Auditory Asides: Listening Habits and Non-Linear Temporalities
Presenter: Malcolm Troon (University of Sussex, UK)
Abstract
I will present new ideas regarding sonic cognition by challenging traditional notions of exclusively singular and linear sonic chronologies. I will examine auditors’ listening habits when organising their sonic environs. My research has investigated the sonic as a property of permanence, opposing tendencies to consider sounds as being ephemeral and brief. As such, through observing subjects (and myself) within sonic environments, this research has unearthed the notion of the ‘auditory aside.’
The auditory aside is a cognitive process. Whereby a listener extracts a sound event from their ongoing sound environment, pausing it while examining the sounds that surround it both temporally and spatially. That sound event is stored as a received, but often pre-cognised auditory event. This process places a sound or sounds aside, retained in dormancy, until required or ready for cognition. Once more sonic information has been collected, and its contextual meaning has been perceived, it is reintegrated back into the wider sonic picture. This time as an understood and cognised sonic property. This process spotlights that we perceive not one singular linear sonic sequence, but parallel and even prismatic sonic timelines if you will. This subsequently raises questions regarding notions of the past, present and future, and their function within sonic realms when considering the sideward, backward, and prismatic glancing processes of the auditory aside.

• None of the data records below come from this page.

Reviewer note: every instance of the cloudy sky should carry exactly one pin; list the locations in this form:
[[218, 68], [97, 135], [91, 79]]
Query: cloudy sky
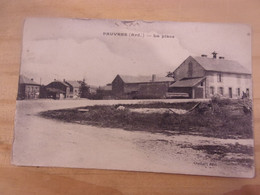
[[73, 49]]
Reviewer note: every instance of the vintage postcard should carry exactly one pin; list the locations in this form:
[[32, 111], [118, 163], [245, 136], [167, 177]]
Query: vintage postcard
[[147, 96]]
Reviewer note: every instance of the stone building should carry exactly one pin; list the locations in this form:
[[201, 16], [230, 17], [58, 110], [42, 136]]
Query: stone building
[[124, 86], [203, 77], [28, 88]]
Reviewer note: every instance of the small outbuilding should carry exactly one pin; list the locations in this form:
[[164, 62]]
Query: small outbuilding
[[28, 88]]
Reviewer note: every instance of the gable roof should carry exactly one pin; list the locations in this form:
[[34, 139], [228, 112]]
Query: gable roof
[[57, 81], [144, 79], [74, 84], [25, 80], [187, 82], [106, 88], [221, 65]]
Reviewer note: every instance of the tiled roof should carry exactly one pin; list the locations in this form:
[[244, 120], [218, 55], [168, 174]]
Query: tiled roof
[[187, 82], [25, 80], [57, 81], [75, 84], [221, 65], [106, 88], [144, 79]]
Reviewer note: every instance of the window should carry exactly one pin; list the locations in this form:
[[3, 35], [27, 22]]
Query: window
[[212, 90], [230, 92], [190, 70], [219, 77], [247, 92], [221, 90], [238, 92]]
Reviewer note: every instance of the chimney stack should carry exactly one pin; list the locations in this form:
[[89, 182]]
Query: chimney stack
[[214, 54], [153, 77]]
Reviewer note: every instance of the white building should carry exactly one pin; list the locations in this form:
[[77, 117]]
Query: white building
[[203, 77]]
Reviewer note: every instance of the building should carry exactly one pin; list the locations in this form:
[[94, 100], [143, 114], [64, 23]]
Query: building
[[28, 88], [203, 77], [74, 88], [57, 90], [124, 86]]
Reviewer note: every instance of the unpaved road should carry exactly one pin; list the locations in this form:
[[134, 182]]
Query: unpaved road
[[44, 142]]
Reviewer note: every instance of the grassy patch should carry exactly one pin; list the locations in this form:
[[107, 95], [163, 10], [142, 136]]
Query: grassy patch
[[218, 118], [225, 153]]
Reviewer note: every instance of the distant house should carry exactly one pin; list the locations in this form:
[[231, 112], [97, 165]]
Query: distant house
[[124, 86], [57, 90], [104, 92], [203, 77], [74, 88], [28, 88]]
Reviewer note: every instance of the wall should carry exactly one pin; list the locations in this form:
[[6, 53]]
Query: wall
[[183, 69], [118, 86], [229, 80]]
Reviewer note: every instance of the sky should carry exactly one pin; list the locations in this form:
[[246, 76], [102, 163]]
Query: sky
[[73, 49]]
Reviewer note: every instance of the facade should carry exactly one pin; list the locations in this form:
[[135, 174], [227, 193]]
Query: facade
[[28, 88], [74, 88], [57, 90], [124, 86], [203, 77]]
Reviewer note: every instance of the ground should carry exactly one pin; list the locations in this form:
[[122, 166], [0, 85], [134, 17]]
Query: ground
[[45, 142]]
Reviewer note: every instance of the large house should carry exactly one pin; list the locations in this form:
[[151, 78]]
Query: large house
[[203, 77], [28, 88], [124, 86]]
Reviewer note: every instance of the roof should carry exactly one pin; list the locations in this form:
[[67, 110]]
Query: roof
[[57, 81], [144, 79], [106, 88], [75, 84], [187, 82], [54, 90], [221, 65], [25, 80]]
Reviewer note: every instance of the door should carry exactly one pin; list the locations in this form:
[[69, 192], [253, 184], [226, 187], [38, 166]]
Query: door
[[198, 92], [230, 92]]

My presentation will go on to examine three examples of my research participants’ sonic environments as examples to describe the practice of the auditory aside. I will document visits to Great Dixter Gardens, Sussex for its multi-layered dawn chorus, examine ferry journeys across Istanbul’s Bosporus Strait for its daytime sonic cacophony and the mountains of Rum in Scotland for the sonically intense and daily nocturnal arrival of thousands of Manx Shearwater seabirds. These examples will unearth sonic chronologies as being unbound by strict linear temporality. Furthermore, by examining findings that we do not necessarily cognise sounds in the chronological order at which temporally arrive at the ear, I have found that auditor event organisation occurs prismatically and as such, the flow and order of sonic perceptions seldom match the flow of time on which they are transported and received.